In the spring of 1842, the conflict of greatest interest to the Aurora was over the Maclay Bill, a proposal to fund Catholic schools with public money. The Maclay Bill was backed by the Whig governor of New York, William Seward, who sought to use the debate over the bill to pry Irish Catholic support away from the Democratic Party in New York City. Bishop John Hughes, who aimed to enhance Catholic education against the Protestant-inflected curriculum of the Public School Society, led the fight for the Maclay Bill in the city. The Aurora published a number of scathing editorials opposing both Hughes and the bill.
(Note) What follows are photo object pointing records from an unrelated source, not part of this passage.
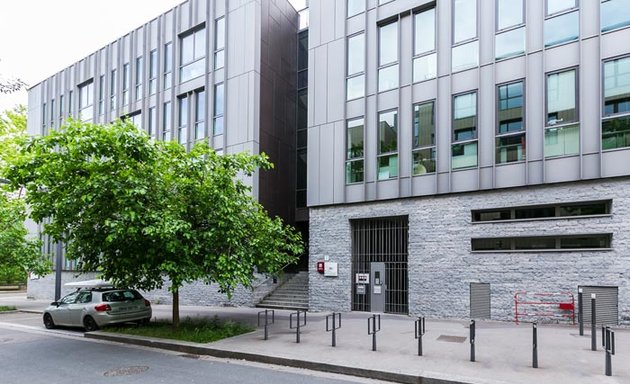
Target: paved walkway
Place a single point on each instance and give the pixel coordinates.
(503, 350)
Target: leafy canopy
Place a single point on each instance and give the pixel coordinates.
(138, 210)
(18, 252)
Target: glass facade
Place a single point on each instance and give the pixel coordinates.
(616, 108)
(355, 82)
(388, 57)
(423, 155)
(354, 150)
(192, 55)
(387, 161)
(614, 14)
(464, 125)
(510, 140)
(562, 133)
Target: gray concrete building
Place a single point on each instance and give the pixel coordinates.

In this regard, the Aurora positioned itself against Levi Slamm's New Era, which reflected Tammany interests in maintaining Irish support for the Democrats. This inter-party fight fit loosely with Whitman's loco-foco inclinations, which, following the model of William Leggett from the previous decade, sought to push Tammany Hall into stronger support for anti-monopoly and anti-tariff reforms in the name of working-class wage earners. The Aurora's anti-Catholic inclinations in the spring of 1842 also tracked with Whitman's antipathy toward organized religion, the origins of which perhaps lay with his father's admiration of Thomas Paine or his mother's Hicksite Quakerism.

But throughout his short time as the editor of the Aurora, Whitman struggled with the nativist sentiments brought out by the Maclay Bill controversy. Over the course of these editorials, Whitman skirted a line between attacking publicly funded religious education and Irish Catholics themselves. When a reader in the March 30th issue of the Aurora accused Whitman of "vindictiveness" and a "want of charity," the editor claimed his "love capacious enough" and his arms "wide enough" to "encircle all men . . . whatever their origin or native land." According to Whitman, the fight over the Maclay Bill was not against New York Irish Catholics, but against the "dastardly [Bishop John] Hughes and his kindred fanatical demagogues." Like many family squabbles, this inter-party fight was short-lived, but virulent.

Whitman's editorials in the Aurora range from politics to culture to "peeps" into locales exalted and common that in purview offer tantalizing glimpses of the roving and cataloging bard of Leaves of Grass. One review described Ralph Waldo Emerson's lecture "Poetry of the Times," which Whitman attended in early March 1842. While Whitman was critical of Horace Greeley and others in the audience at this lecture, his praise for Emerson was effusive. "Suffice it to say, the lecture was one of the richest and most beautiful compositions," Whitman wrote, "both for its matter and style, we have heard anywhere, at any time."

While Whitman most likely published pieces for the Aurora before March 28, 1842, the Walt Whitman Archive has transcribed, annotated, and encoded only those that appear between his announcement as editor and when he most likely left the paper, about one month later. We have also consulted The Complete Writings of Walt Whitman: The Journalism, Vol. 1 (1998) to help us identify Whitman's writings in the Aurora, while also identifying some editorials based on stylistic similarities with known Whitman editorials from the Brooklyn Daily Eagle and other publications that are known to be Whitman's. It is not entirely clear whether Whitman was fired from the Aurora or quit of his own accord. Jerome Loving, in Walt Whitman: Song of Himself, speculates that Whitman may have left after his one-month contract ended. Whitman's contract was perhaps so short-lived because the Aurora was run on a shoestring budget throughout its short existence. While there is some evidence that Whitman argued with the owners of the paper during his tenure, he also later worked for other publications owned by Anson Herrick, most prominently the Atlas, where he published the recently discovered series "Manly Health and Training" in the fall of 1858 under the pseudonym Mose Velsor.